In this issue’s Ethical Perspectives section, Dr Aimee J. Szewka, along with Dr Nancy Newman, dissect the ethical issues that arise when discovering incidental visual field loss and its potential impact on a patient’s fitness for driving, including issues related to reporting. In this issue’s Practice section, Dr Michael Wall provides a practical discussion of formal visual field testing and the critical importance of serial perimetry in monitoring patients with idiopathic intracranial hypertension and in assisting in communication between providers. Finally, Dr Benjamin M. Frishberg uses several illustrative case examples as springboards to review special considerations involved in coding for patients with neuro-ophthalmic disorders, a discussion of relevance to any neurologist seeing patients with neuro-ophthalmic disease.

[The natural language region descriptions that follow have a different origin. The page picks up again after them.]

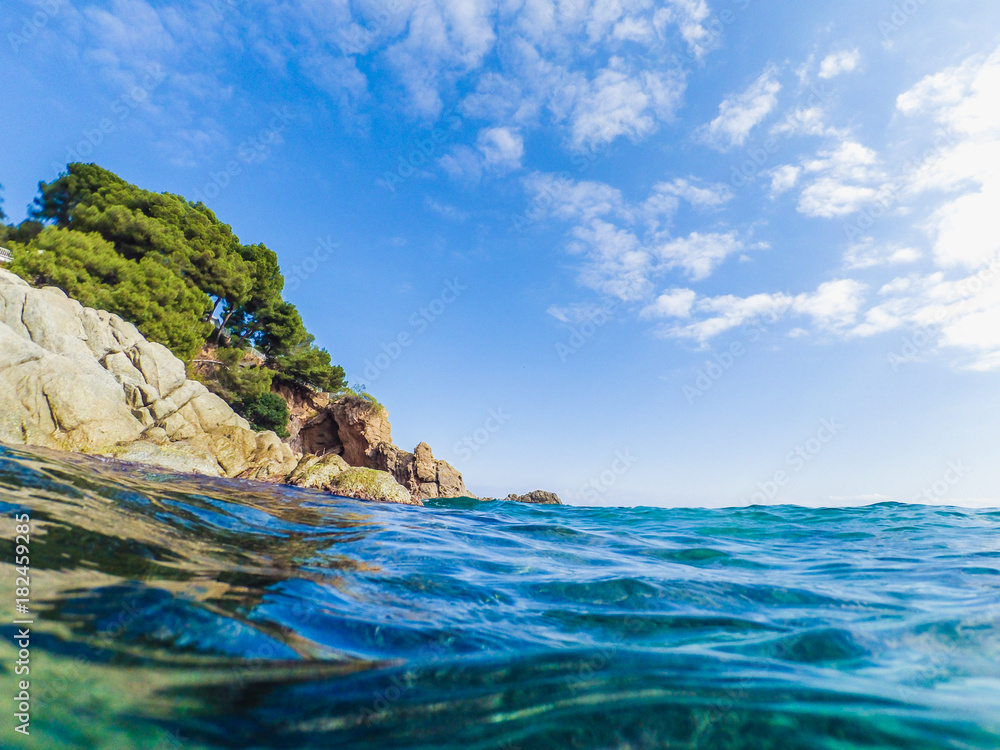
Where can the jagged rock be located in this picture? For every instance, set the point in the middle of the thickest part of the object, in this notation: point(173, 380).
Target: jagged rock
point(361, 427)
point(316, 472)
point(84, 380)
point(369, 484)
point(359, 431)
point(538, 497)
point(450, 482)
point(78, 379)
point(62, 401)
point(161, 369)
point(425, 466)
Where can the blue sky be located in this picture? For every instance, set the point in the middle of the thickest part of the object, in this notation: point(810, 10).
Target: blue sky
point(686, 252)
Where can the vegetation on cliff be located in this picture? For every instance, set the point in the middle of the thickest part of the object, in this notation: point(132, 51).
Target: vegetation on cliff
point(169, 265)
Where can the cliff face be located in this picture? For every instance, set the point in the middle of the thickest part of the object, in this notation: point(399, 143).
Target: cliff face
point(77, 379)
point(360, 433)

As with every Continuum issue, a number of opportunities exist for CME. If you need to earn credits specifically approved by the American Board of Psychiatry and Neurology (ABPN) for self-assessment, submit your answers to the multiple-choice questions in the Self-Assessment Pretest that were crafted by Drs Eduardo E. Benarroch and D. Joanne Lynne, before you read the issue; review your results to better tailor your learning needs; and then complete the Postreading CME Test after reading the issue. By doing so you may earn up to 12 AMA PRA Category 1 CME Credits™ toward self-assessment. Alternatively, you may wish to receive credits toward CME only, in which case, reading the issue and submitting the Postreading CME Test will allow you to earn up to 10 AMA PRA Category 1 CME Credits. The Patient Management Problem, expertly crafted by Dr Steven L. Galetta, involves the management of a 27-year-old man presenting with transient grayouts of vision superimposed on a history of headache. By following this case and answering multiple-choice questions corresponding to important pathophysiologic and diagnostic decision points leading to his ultimate—and very instructive—diagnosis, you will have the opportunity to earn up to 2 AMA PRA Category 1 CME Credits.

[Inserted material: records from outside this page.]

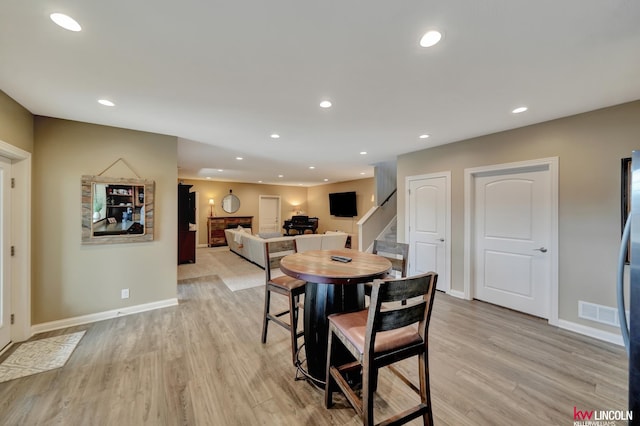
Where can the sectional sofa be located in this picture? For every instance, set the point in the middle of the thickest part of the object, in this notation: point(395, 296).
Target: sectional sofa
point(242, 242)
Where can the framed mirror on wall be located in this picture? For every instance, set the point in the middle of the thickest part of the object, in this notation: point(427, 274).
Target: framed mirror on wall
point(117, 210)
point(230, 203)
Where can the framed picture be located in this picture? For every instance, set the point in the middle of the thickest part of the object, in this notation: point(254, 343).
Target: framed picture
point(625, 197)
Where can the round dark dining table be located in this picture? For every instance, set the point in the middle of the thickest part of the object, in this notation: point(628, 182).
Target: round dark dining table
point(332, 287)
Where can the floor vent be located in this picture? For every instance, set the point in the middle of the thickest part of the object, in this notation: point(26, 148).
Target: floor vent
point(599, 313)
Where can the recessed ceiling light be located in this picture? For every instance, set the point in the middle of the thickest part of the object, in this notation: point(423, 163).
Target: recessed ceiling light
point(66, 22)
point(431, 38)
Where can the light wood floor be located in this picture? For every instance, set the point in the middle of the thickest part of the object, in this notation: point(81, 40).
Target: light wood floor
point(202, 363)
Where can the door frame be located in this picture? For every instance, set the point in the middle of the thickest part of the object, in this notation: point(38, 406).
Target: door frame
point(21, 239)
point(279, 208)
point(470, 175)
point(447, 237)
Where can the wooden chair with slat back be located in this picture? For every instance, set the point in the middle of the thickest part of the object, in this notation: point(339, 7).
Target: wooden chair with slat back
point(291, 288)
point(390, 336)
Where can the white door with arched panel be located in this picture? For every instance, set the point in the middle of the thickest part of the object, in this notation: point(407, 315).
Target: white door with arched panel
point(269, 214)
point(428, 207)
point(512, 235)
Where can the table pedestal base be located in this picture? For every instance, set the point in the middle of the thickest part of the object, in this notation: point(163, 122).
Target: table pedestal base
point(320, 301)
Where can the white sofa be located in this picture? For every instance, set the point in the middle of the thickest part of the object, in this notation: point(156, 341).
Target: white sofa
point(329, 241)
point(251, 247)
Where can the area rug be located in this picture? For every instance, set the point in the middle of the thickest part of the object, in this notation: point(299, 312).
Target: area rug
point(236, 272)
point(39, 355)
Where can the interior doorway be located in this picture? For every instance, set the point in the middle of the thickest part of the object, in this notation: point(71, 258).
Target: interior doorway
point(269, 214)
point(20, 231)
point(5, 252)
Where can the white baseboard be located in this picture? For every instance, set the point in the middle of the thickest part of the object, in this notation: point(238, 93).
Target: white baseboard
point(99, 316)
point(591, 332)
point(456, 293)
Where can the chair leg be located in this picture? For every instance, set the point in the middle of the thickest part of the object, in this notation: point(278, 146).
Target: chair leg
point(369, 380)
point(425, 391)
point(293, 326)
point(265, 320)
point(328, 387)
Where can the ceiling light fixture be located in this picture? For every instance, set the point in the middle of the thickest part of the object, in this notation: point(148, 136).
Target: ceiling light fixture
point(66, 22)
point(431, 38)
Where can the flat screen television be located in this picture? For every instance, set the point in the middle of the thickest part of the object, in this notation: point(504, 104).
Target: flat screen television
point(343, 204)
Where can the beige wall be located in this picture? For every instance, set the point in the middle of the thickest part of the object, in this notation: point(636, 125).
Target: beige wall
point(70, 279)
point(590, 147)
point(16, 124)
point(248, 194)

My sincerest thanks to Dr Rucker for her tireless efforts, as well as for the work of each of the members of her wonderful team of experts, for putting together this tremendously thorough, up-to-date, and highly readable compendium of neuro-ophthalmology. This volume should serve as an amazing resource for all neurologists (whether on our bookshelves, our tablets, or online), covering so much material that will help us provide the most up-to-date and informed management to our many patients with disorders affecting vision or eye movement.